Orzechowski has over 30 years of financial and operational experience. Since September 2013, Mr. Orzechowski has served as the
Chief Financial Officer of StormHarbour Partners LP, an independent global markets and financial advisory firm. From May,
2013 to August 2013, Mr. Orzechowski served as a contract CFO for Etouches Inc., a cloud-based event management software
company, to assist with financial-related matters in connection with that company’s planned equity financing. Prior to that,
he served as President and Owner/Operator of Four-O Technologies Inc. from August 2009 to December 2012, where he
successfully launched and guided operations for two Cartridge World franchise units in Connecticut. From February 2006
to July 2009, Mr. Orzechowski served as President and Chief Financial Officer of Nikko Americas Holding Company Inc., where
he was responsible for managing all of the support and infrastructure for that company’s U.S. business, as well as investment
manager selection and due diligence functions for its World Series Platform. Mr. Orzechowski began his career at Coopers &
Lybrand in 1982, received his CPA certification in 1984 and received his Bachelor of Science in Business Administration
with a major in Accounting from Georgetown University in 1982.
Mr.
Orzechowski, age 59, has no family relationship with any of the Company’s officers and directors.
The
foregoing description of Mr. Orzechowski’s employment letter agreement does not purport to be a complete description of
the terms and conditions therein.
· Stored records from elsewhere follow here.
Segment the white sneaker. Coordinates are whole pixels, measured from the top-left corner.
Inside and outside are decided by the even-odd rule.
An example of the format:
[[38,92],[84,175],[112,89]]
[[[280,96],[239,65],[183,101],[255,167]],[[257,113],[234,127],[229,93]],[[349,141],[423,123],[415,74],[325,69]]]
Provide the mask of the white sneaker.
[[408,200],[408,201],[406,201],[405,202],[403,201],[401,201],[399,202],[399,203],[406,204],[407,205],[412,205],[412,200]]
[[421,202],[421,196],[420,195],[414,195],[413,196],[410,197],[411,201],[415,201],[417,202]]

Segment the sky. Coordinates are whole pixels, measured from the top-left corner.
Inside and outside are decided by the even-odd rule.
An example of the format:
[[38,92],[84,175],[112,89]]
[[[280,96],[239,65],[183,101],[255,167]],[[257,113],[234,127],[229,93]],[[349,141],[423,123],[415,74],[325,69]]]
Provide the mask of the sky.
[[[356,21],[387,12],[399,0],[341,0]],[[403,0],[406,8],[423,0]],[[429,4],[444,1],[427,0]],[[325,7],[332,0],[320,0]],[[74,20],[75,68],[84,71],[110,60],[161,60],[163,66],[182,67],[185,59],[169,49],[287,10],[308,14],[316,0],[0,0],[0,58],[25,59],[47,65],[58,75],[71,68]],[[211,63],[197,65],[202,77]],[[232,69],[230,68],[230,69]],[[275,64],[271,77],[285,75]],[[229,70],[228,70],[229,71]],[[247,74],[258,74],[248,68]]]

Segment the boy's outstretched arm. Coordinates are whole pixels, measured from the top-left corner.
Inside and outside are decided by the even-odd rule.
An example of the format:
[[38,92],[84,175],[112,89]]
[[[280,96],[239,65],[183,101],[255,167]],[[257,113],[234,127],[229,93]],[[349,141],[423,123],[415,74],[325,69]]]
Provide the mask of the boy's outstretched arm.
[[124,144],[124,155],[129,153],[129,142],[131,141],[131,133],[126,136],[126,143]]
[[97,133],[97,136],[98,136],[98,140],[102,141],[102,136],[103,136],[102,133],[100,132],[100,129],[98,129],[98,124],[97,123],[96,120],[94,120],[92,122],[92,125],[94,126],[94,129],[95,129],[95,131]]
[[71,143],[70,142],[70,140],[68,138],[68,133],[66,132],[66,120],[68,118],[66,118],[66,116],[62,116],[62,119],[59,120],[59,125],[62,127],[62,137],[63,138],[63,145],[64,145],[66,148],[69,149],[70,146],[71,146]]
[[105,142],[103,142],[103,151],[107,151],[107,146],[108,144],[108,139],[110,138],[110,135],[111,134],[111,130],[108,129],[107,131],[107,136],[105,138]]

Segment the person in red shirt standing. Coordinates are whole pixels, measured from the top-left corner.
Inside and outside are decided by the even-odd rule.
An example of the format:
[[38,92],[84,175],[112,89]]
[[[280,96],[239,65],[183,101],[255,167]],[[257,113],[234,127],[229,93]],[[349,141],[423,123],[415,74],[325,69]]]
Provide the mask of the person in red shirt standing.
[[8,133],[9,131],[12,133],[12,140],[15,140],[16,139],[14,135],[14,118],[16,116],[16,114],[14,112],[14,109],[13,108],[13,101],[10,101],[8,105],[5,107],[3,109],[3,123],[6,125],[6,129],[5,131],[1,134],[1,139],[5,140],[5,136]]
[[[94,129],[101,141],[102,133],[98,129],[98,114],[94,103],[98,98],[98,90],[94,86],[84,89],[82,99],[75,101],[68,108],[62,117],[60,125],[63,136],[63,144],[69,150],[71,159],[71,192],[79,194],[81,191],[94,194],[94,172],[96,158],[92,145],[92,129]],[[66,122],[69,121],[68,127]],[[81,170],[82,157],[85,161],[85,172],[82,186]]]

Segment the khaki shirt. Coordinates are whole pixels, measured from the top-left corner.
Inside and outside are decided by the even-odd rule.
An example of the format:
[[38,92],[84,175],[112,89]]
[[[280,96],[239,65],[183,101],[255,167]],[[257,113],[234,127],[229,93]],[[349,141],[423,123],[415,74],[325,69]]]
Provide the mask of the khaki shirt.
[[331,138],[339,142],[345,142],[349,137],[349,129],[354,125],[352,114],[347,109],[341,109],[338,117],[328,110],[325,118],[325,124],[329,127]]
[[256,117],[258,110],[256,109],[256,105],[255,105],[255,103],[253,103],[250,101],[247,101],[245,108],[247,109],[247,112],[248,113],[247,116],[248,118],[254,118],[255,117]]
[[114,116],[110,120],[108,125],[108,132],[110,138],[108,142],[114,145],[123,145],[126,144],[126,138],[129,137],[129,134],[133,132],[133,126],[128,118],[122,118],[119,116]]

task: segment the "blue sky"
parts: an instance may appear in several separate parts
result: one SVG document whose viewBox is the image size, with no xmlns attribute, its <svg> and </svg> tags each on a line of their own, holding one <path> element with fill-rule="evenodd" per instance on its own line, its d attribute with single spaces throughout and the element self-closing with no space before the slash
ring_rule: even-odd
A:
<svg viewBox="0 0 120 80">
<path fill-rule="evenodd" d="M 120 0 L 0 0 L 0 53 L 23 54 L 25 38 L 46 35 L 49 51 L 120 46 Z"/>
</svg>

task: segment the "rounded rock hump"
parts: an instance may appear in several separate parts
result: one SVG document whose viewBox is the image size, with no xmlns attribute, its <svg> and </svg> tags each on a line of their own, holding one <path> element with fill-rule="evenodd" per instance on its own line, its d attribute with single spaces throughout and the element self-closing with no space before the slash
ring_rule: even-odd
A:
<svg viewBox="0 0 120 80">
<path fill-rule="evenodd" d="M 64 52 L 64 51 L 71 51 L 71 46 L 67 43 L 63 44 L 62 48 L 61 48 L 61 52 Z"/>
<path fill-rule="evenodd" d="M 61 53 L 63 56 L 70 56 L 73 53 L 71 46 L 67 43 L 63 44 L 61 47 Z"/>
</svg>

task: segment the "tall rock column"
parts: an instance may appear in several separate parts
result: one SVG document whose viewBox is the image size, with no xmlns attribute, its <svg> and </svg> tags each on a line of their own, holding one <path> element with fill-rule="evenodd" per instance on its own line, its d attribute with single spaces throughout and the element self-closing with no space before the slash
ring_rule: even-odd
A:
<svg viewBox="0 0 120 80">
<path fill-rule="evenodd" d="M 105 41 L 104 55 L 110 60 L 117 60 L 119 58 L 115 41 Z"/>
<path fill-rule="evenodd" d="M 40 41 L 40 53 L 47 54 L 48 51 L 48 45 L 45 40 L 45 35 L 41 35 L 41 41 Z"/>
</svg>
The full text of such agreement will be filed as an exhibit to our Quarterly Report on Form
10-Q for the quarterly period ended June 30, 2019.
On
June 17, 2019, we entered into a transition and separation agreement (the “Separation Agreement”) with Nannette Toups,
our current Chief Financial Officer, Treasurer, principal accounting officer, principal financial officer and Corporate Secretary,
pursuant to which we and Ms. Toups agreed that she will resign from such positions, effective July 1, 2019. Under the Separation
Agreement, Ms. Toups’ employment with the Company will continue through August 15, 2019 (unless earlier terminated), during
which period Ms. Toups will assist in the transition of her duties. After such date, Ms. Toups and the Company intend to enter
into a consulting agreement under which Ms. Toups will continue to provide services to the Company on an as needed basis.